Drag superdiva Jackie Beat, of wicked tongue and wide girth, hosted and acted as on-the-spot artistic director, hounding acts off the stage when they overstayed their welcome, which was, alas, more often than not.
Beat’s opening number, a rock anthem titled “Raccoon Lady,” was the wittiest thing in the show, and its cruelty (“Are those Max Factor scars on your wrists?”) was tempered by affection. None but a die-hard Lizaphile could work the titles of all Minnelli’s worst films into two verses and a chorus, and offer comic advice that signals a keen awareness of her career tribulations: “I have an idea,” La Beat sang, “Have Babyface produce your next bomb/Have a pay-per-viewseance and channel your mom/Turn ‘Rent a Cop’ into a CD-ROM/And sing ‘You Don’t Bring Me Flowers” with Squeaky Fromme.”

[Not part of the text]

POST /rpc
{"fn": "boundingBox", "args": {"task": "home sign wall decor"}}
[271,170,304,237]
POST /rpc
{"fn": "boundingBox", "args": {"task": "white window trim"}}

TX:A Petit Mal production. Opened, reviewed June 5, 1996. TX: Jackie also paid homage to the Liza aesthetic in her incessant costume and wig changes, which were the second-wittiest thing in the show.
The rest of the evening was the occasional hit amid a host of misses. Margaret Cho did an off-the-spiral-notebook riff about the drag queens she has known, the only Liza-adjacent material being her best punch line, which concerned finally seeing Liza live and being unable to fathom that she wasn’t a drag queen. Alexis Arquette, in blonde wig, fishnets and little else, played the heretofore unknown child of Liza and Peter Allen. The son’s chip on his shoulder was the secret knowledge that he was, in fact, the offspring of Liza by way of Barry Manilow. This secret history was sung, rather well, to the tune of “Copacabana.”
“NewsRadio” co-star Andy Dick took part in a performance-art takeoff that began promisingly but went nowhere, and not quickly; some things — performance art chief among them — are beyond parody.
The nadir of the set was probably the sporting but apparently untalented Gay Boy Ric, who sang along to Liza’s early ’70s recording of “Son of a Preacher Man ,” his lone invention being to add the word “gay” to the song’s title.
Despite the talents of some of the performers, “Lizapalooza” was probably better in theory than in execution; by the end of the night, Liza’s performance in “Arthur 2” was beginning to look like consummate artistry.